E um abraço de ambos.

meus instantes e momentos disse...

é bom voltar ao teu blog.
Maurizio

prof disse...

É isso mesmo! Se formos meros observadores, não há revolução...
Um beijo solidário de cravos e liberdades

Justine disse...

Poderosa metáfora, amiga!
(fazemos parte dela, sim! VivABRIL)

(e esta música dá-me ganas de de meter já num avião para Cuba:)) )

Arabica disse...

Alien,

quer queiramos, quer não.

Viva o 25 de Abril!

Arabica disse...

Maurizio,

obrigada. És bem vindo.

:)

Lola disse...

Arabica,

Uma boa imagem do que foi o fascismo: um médico, portanto uma pessoa com formação académica, não reconhece o Che Guevara.
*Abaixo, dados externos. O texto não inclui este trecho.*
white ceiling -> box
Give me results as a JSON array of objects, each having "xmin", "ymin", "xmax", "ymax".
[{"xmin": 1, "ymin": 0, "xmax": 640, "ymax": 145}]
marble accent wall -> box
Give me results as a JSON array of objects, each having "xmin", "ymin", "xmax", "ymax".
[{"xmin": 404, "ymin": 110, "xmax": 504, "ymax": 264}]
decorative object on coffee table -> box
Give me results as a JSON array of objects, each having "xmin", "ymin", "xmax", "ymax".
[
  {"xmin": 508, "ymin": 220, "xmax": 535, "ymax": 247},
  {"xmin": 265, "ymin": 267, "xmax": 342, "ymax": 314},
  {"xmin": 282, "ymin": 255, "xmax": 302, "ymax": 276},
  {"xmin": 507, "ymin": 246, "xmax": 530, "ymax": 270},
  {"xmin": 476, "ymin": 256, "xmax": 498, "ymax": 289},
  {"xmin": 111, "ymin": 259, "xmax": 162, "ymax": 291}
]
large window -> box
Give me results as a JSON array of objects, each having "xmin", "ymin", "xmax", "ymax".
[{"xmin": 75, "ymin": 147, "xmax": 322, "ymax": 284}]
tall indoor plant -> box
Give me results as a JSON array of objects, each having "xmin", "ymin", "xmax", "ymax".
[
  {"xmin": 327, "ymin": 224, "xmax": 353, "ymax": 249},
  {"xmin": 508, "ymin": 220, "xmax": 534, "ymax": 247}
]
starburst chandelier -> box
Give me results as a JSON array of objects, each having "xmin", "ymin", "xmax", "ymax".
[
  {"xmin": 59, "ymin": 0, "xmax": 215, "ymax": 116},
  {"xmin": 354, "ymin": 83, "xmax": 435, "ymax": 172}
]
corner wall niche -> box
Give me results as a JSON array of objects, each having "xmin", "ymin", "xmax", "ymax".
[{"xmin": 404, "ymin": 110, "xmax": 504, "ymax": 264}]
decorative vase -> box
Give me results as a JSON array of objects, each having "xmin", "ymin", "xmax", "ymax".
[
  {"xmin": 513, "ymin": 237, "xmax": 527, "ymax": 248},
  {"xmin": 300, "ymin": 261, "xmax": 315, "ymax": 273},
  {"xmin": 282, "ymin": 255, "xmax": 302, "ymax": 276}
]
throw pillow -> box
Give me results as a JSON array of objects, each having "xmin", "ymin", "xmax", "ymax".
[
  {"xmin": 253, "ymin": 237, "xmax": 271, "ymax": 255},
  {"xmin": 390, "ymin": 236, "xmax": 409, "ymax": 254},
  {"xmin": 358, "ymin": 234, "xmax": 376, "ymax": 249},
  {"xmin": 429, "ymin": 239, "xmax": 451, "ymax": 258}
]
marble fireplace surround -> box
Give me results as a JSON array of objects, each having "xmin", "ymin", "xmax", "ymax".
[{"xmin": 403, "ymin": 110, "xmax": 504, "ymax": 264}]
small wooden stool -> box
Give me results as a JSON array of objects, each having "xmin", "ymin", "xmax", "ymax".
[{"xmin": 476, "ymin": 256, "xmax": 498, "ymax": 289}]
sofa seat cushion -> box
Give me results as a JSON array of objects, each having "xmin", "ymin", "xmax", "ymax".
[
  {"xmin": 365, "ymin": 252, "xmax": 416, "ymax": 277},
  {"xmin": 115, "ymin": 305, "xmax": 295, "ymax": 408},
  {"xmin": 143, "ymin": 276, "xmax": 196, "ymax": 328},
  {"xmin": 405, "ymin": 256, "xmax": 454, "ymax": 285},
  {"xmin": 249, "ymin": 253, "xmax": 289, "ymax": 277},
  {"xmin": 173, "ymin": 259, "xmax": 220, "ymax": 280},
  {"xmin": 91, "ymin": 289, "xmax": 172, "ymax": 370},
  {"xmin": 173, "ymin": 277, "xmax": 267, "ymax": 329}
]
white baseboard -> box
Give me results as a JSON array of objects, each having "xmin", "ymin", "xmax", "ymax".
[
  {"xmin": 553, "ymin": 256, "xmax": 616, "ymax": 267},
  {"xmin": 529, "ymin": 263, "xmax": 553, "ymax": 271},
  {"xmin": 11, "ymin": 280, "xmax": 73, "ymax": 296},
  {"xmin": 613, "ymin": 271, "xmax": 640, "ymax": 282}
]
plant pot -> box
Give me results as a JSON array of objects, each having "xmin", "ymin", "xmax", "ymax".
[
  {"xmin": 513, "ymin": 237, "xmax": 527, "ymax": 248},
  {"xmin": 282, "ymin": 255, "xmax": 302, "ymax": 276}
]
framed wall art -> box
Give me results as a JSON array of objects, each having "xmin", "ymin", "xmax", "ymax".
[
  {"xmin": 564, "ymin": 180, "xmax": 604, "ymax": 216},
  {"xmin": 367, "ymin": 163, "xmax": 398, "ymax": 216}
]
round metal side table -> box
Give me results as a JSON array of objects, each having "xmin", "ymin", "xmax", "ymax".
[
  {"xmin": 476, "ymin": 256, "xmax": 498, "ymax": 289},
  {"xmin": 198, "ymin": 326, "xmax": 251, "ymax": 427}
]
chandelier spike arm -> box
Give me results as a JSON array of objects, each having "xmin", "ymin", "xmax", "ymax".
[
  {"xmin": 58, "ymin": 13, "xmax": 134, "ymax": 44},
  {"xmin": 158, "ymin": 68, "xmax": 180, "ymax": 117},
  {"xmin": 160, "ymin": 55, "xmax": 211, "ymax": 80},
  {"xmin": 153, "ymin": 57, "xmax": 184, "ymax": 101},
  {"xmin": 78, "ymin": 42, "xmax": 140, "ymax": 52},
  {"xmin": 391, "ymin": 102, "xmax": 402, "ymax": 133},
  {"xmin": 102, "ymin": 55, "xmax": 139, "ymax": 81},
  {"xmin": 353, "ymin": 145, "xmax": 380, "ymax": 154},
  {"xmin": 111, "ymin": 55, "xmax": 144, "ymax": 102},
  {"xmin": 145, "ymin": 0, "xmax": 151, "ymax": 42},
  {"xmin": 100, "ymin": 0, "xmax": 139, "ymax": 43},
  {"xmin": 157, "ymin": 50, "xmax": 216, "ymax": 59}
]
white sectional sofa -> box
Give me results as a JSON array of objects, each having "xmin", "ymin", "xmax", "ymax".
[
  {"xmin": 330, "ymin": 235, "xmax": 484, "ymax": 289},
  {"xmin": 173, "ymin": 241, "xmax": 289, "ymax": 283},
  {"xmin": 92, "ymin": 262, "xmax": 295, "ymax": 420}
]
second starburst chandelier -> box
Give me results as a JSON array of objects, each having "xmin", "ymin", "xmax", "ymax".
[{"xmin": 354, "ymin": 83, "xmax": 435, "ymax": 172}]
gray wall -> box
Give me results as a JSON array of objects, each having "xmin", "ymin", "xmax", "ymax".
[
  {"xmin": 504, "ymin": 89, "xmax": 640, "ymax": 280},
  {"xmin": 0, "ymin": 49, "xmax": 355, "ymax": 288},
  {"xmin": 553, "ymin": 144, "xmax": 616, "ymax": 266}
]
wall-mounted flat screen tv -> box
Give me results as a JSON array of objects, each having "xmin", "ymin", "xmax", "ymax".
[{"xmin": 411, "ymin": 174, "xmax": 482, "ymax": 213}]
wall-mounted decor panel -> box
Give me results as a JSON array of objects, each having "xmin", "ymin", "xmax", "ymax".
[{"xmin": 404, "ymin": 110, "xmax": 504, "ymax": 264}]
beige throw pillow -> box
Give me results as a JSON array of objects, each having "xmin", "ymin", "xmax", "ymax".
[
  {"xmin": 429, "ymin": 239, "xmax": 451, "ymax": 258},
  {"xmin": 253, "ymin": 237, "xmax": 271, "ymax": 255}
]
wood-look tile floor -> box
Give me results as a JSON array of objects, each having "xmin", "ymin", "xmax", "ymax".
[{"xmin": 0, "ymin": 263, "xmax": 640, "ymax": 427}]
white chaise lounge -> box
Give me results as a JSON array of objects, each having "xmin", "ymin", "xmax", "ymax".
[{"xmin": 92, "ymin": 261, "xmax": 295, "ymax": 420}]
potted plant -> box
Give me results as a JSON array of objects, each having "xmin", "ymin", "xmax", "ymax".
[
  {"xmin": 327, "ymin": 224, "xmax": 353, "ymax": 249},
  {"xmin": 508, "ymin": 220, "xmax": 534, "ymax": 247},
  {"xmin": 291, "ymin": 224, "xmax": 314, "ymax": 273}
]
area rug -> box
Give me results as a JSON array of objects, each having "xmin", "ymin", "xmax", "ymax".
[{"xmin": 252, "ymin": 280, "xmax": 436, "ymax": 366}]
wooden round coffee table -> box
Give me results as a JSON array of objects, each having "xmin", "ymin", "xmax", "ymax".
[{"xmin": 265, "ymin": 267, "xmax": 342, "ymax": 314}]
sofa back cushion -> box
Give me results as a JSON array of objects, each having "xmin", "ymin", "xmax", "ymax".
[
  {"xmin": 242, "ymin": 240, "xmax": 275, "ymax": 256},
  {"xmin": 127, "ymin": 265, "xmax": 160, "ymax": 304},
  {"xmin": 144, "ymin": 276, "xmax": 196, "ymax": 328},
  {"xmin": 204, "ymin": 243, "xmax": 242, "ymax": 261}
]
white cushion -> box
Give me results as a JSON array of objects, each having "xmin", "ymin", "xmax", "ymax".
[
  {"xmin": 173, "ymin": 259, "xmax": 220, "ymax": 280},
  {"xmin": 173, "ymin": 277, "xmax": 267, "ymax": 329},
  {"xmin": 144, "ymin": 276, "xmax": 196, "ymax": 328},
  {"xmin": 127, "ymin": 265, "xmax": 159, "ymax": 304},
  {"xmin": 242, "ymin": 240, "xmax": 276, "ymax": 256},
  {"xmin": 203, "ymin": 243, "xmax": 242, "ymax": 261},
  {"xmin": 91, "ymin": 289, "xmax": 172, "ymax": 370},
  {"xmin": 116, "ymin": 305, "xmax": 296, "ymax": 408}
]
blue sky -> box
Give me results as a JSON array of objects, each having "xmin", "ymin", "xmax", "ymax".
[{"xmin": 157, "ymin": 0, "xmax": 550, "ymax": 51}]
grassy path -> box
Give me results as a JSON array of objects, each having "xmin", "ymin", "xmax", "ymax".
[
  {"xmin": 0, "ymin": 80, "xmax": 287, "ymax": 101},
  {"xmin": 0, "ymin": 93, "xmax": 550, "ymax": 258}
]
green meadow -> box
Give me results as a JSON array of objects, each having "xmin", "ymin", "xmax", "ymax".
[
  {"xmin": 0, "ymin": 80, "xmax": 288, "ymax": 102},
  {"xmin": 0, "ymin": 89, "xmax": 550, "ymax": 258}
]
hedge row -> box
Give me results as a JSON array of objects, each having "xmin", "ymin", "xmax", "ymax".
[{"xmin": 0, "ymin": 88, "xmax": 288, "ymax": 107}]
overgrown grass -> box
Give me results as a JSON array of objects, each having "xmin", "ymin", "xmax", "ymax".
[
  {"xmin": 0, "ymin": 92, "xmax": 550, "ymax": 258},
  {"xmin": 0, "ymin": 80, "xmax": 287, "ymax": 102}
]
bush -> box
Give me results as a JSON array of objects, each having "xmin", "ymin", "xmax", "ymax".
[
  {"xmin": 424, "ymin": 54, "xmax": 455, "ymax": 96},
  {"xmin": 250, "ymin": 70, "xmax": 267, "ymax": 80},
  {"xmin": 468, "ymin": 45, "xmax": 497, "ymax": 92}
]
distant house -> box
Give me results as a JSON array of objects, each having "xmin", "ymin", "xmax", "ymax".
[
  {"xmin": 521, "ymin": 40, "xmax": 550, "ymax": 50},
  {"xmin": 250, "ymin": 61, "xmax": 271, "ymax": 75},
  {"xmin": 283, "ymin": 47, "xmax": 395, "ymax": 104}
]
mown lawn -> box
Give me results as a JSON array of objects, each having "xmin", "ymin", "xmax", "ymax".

Um boa imagem do obscurantismo e da ignorância do que se passava no resto do mundo dessa época.


Beijoa grandes

Arabica disse...

Prof.,

até nas mais singelas acções do mais corriqueiro e banal dia.

Embora muitas vezes não se tenha presente esta percepção.


Abraço neste 25 de Abril, 35 anos após. :)

maré disse...

fantástica leitura Arabica...


mas gritar Abril, hoje e sempre

IMPÕE-SE!

um abraço rubro e esperançoso

Arabica disse...

Justine,



Vamos!!! :))


VivAbril, amiga!

Um abraço.

Arabica disse...

Lola,

não foi nesse contexto que integrei este pequeno diálogo.
Não foi essa a percepção que tive.
Ele sabia quem era Ché. :)

Não me conhecendo para lá do papel de paciente, chamou-me a atenção para o meu corpo que se transformava.
"Conhece-te a ti mesma, também".
Julgo, que também ele teve um papel revolucionário, quebrando os tabús ainda existentes, dando um primeiro passo em prol de uma educação sexual que nesse tempo era inexistente.

Na realidade, mesmo eu que sabia o que era a ovulação, quando cheguei a casa, fui à estante em busca do "Helga", o livro proibido e voltei a ler certas passagens. :)

Abraço, Lola, neste 25 de Abril!

Arabica disse...

Maré

Abril é vivido diáriamente, está presente, está vivo!




Um Abraço com esperança no tempo.
E força no gesto.


:)

vaandando disse...

Magnífico dizer de alma e de desmontagem ...
Um Tremendo »Apanhado» Aràbica!
abraço fraterno!

___________ JRMARTO

José Manuel Dias disse...

Parabéns pelo post. Viva 0 25 de Abril!

bettips disse...

Que bonito texto V., que graciosa e certeira para um HOJE tão grande, que se revê em passado e se projecta em futuro!
Beijos

Arabica disse...

José Marto,

uma situação tão inusitada, que ficou religiosamente guardada na memória.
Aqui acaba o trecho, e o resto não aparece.